Profits are important, but they aren’t the only component of value. If you can’t identify the hidden value in your business, you’re missing out on the opportunity to target strategic buyers. Put yourself in the shoes of a potential buyer and identify how your business might help them. Could your coveted location in an expanding metropolitan area provide access to an untapped client base? Are you the only limousine business in the area to offer a party bus? Make sure you are working with a professional who can help you identify the value often overlooked by both limousine business buyers and sellers.
You wouldn’t start a company without researching your target market. The same goes for selling a business. Understanding what kind of buyers might be a good fit for your company can help you appeal to their interests. If you enjoy stable profits, your business might be attractive to an investor looking for immediate income without the hassle of starting a limo business.

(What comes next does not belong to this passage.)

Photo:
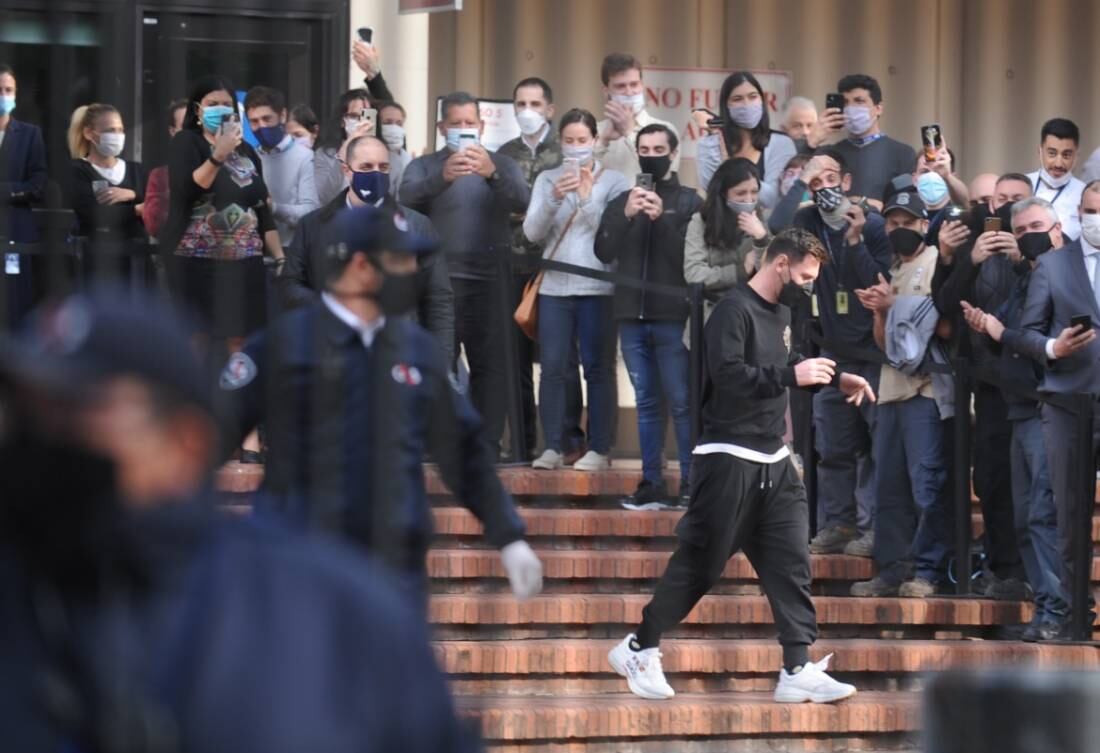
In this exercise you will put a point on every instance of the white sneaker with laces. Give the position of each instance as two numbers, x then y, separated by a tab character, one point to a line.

On the other hand, a fellow limousine business owner looking for ways to expand may be more intrigued by a large account list than by owners discretionary earnings.
Pricing and Packaging
Incorrect pricing is one the top reasons businesses of all types don’t sell. If your business is priced too high, buyers may assume you aren’t serious about selling. If it’s priced too low, you may be overlooked by buyers before you have a chance to demonstrate your company’s unique value. The way a business is presented is also critical. Professional, informative documents display your business in the best possible light. If you treat your business like a valuable investment, buyers will too.
When you give up confidentiality, you give up control. Spilling the beans about your decision to sell can destabilize your company and reduce value. Business deals don’t happen overnight, but let’s say that someone lets it slip to an uneducated buyer that your business has been on the market for six months. That buyer may begin to question their interest, wondering whether your company is all it’s cracked up to be. Why risk making employees nervous, giving competitors fuel to steal customers, and scaring away buyers? Keeping your decision to sell on the low-down until a deal is reached is better for all involved.
A business may be the perfect fit for a buyer on paper, but a poor fit in person. Many sellers find it difficult to accurately represent their business because they possess a natural bias. Buyers may assume a seller is inflating value. A seller’s feelings may get hurt when a buyer poses tough but realistic questions about the company. A seller and potential buyer who are known competitors may have trouble getting past awkward feelings.
For this reason, and many of the reasons previously discussed, an industry broker can act as an invaluable middleman. With the guidance of an experienced professional, you can stop worrying about the steep learning curve of selling and focus on what you do best – running a successful business.